Evans seems to be embracing the change and is hoping that it will ultimately lead to less of it, despite his relative inexperience
"The opportunity at the end of the year was talked about," Evans said. "So I called Sigi in January and asked 'What's the deal?' because I want to be mentally prepared, I want to play one position and play it well. I think this will give me the best chance moving forward. Only time will tell how it goes, but the good thing is I can play other positions as well. If something happens where they don't like what they see, I'm sure they'll make a swift change.
"It has been difficult, but it's also been a good challenge that I've been looking forward to."
So far, Evans has looked reasonably adept at his new position, receiving passing grades from Sigi Schmid. But there's also a clear hope that he's just scratching the surface of that potential and that making this move now help his development.
"I didn't want to wait until he was older because learning the nuance of the position would be more difficult," Schmid said. "He's got a great work ethic and covers a lot of the field (as a midfielder), so you lose that, but you get his vision, his ability to organize (as a center back). When we're looking at the roster, where do we want to add players, where do we want to spend money, we thought we should try this because it means that's maybe an area of the team we don't have to spend money on and then we can plug another hole on the team if we think that exists."
If the Sounders have found their center back, such a glaring hole doesn't seem to exist, as the position suddenly looks reasonably deep. Veteran Zach Scott is waiting in the wings and youngsters Jimmy Ockford and Damion Lowe are showing more promise. This would also help explain why the Sounders are taking more of a wait-and-see approach with the transfer window, instead of rushing to spend some of the allocation money they earned in DeAndre Yedlin's transfer.

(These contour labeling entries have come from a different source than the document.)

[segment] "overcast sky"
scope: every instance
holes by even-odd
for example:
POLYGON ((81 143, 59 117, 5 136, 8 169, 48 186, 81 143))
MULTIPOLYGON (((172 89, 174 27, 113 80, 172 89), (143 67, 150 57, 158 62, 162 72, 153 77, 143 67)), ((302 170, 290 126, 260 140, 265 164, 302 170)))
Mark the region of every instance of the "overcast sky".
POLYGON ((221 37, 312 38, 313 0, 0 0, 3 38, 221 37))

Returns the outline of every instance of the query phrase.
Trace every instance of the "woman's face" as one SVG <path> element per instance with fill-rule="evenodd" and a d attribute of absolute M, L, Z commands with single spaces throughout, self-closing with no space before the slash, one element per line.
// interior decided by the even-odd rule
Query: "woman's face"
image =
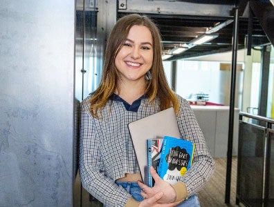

They can instead afford to see if they need a true wide player to complement Lamar Neagle and Marco Pappa, possibly add a full back if Tyrone Mears doesn't live up to expectations, bring in that dominant center mid they've never quite had or even supplementing the center back corps.
Evans' move has the clear potential to make the Sounders a more complete team, one way or another.
"It's definitely a position where we have to get better," Lagerwey said. "We'll see how that goes. You're stating the obvious when you say the defense has to get better than it was last year. And (Evans' move) is part of it."